Paris est connu pour être un marché particulièrement sensible à la conjoncture, « tout y est décuplé », décrit Bruno Marcillaud, directeur général du groupe Horeca et directeur de l’agence Century 21 Horeca Paris. Son statut de mégalopole à l’échelle française amplifie les phénomènes économiques, la rendant tour à tour plus forte, mais aussi plus vulnérable à la conjoncture.
Les stations de ski durement touchées
Sur le cas des fonds de commerce cependant, Bruno Marcillaud explique que la capitale n’est pas une exception. Propriétaire de 11 agences réparties dans toute la France, à Toulouse, Nice ou encore Marseille, il retrouve les mêmes problématiques partout : un marché globalement morne, surtout dans les grands centres-ville. « Il existe des disparités, relativise-t-il. À La Rochelle par exemple, les restaurateurs ont eu une respiration cet été, avec le retour des touristes, les établissements auront un petit bilan à produire en fin d’année, ce qui permettra de donner une valeur aux fonds de commerce.

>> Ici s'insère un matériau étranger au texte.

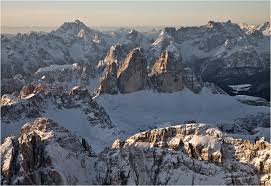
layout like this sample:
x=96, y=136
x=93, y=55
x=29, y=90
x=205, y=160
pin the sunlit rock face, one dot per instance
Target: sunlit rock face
x=132, y=73
x=166, y=74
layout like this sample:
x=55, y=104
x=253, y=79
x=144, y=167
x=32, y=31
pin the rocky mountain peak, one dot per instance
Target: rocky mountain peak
x=167, y=62
x=132, y=73
x=116, y=54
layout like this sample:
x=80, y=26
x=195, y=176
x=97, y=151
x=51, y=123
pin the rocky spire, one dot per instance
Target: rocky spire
x=166, y=73
x=132, y=73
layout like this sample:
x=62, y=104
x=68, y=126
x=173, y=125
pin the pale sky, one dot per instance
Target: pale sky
x=132, y=13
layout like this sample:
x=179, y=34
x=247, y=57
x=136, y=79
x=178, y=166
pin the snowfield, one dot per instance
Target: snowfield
x=143, y=110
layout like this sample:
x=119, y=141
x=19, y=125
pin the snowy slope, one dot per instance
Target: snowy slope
x=143, y=110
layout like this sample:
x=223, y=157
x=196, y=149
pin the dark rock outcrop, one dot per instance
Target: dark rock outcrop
x=132, y=73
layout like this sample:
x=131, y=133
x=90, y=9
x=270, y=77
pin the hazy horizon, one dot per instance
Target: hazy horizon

A contrario, les stations d’hiver vivent, elles, une véritable catastrophe. » En période normale, les stations de ski doivent déjà composer avec les aléas climatiques défavorables et un enneigement moindre.
Pourtant, la valeur des fonds de commerce tenait alors bon, comme l’explique Bruno Marcillaud. « Les affaires se vendent très bien dans les stations alpines, mentionne-t-il. Ce sont généralement de beaux établissements, en ce qui concerne les hôtels notamment, dans des endroits qui brassent une grosse clientèle domestique et étrangère. » Avec des remontées mécaniques fermées sur tout ou partie de la saison, la constitution d’un bilan risque de se révéler particulièrement complexe pour les propriétaires, et l’impact de la crise sur les échanges « pourrait bien se faire ressentir plus fort là-bas qu’ailleurs ».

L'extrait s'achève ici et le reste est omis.